(i) To express \(-x^2 + 6x - 5\) in the form \(a(x + b)^2 + c\), we complete the square:

\(-x^2 + 6x - 5 = -1(x^2 - 6x) - 5\)

Complete the square for \(x^2 - 6x\):

\(x^2 - 6x = (x - 3)^2 - 9\)

Thus, \(-1(x^2 - 6x) = -1((x - 3)^2 - 9) = -1(x - 3)^2 + 9\)

Therefore, \(-x^2 + 6x - 5 = -1(x - 3)^2 + 9 - 5 = -1(x - 3)^2 + 4\)

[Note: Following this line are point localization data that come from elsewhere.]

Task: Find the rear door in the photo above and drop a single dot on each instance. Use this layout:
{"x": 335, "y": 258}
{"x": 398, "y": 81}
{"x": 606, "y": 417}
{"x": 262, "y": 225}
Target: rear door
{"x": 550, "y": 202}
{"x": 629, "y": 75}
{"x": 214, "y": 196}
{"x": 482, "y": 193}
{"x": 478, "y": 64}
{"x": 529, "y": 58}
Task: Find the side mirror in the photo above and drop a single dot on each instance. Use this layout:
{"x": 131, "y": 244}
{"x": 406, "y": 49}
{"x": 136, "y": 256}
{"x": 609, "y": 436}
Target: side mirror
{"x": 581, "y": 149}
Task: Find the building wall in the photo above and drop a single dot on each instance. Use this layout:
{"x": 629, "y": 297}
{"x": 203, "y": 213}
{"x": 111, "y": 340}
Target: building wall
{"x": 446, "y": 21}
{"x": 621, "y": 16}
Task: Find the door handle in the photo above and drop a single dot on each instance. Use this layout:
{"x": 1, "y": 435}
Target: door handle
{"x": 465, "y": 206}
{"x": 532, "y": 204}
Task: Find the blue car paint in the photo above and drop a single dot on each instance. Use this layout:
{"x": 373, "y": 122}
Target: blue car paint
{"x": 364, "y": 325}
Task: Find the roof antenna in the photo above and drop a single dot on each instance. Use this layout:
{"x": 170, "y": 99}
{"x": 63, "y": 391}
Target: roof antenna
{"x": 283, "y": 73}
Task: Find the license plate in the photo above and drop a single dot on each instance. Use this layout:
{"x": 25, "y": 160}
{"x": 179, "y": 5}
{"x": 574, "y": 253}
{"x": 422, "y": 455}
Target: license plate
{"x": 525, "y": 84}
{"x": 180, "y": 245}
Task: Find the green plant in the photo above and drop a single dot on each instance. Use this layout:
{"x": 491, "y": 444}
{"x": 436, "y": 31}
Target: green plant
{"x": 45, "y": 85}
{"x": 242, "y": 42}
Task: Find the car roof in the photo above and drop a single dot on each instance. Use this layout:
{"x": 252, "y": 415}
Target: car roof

(ii) The function \(f(x) = -x^2 + 6x - 5\) is a downward-opening parabola. It is one-one when restricted to the domain where \(x\) is greater than or equal to the vertex. The vertex is at \(x = 3\), so the smallest \(m\) is 3.

(iii) For \(m = 5\), we find the inverse:

Start with \(y = -x^2 + 6x - 5\)

Rearrange to solve for \(x\):

\(y = -(x - 3)^2 + 4\)

\((x - 3)^2 = 4 - y\)

\(x - 3 = \pm \sqrt{4 - y}\)

Since \(x \geq 3\), we take the positive root:

\(x = 3 + \sqrt{4 - y}\)

Thus, \(f^{-1}(x) = 3 + \sqrt{4 - x}\)

The domain of \(f^{-1}\) is \(x \leq 0\) because the range of \(f\) for \(x \geq 5\) is \(-\infty \leq y \leq 0\).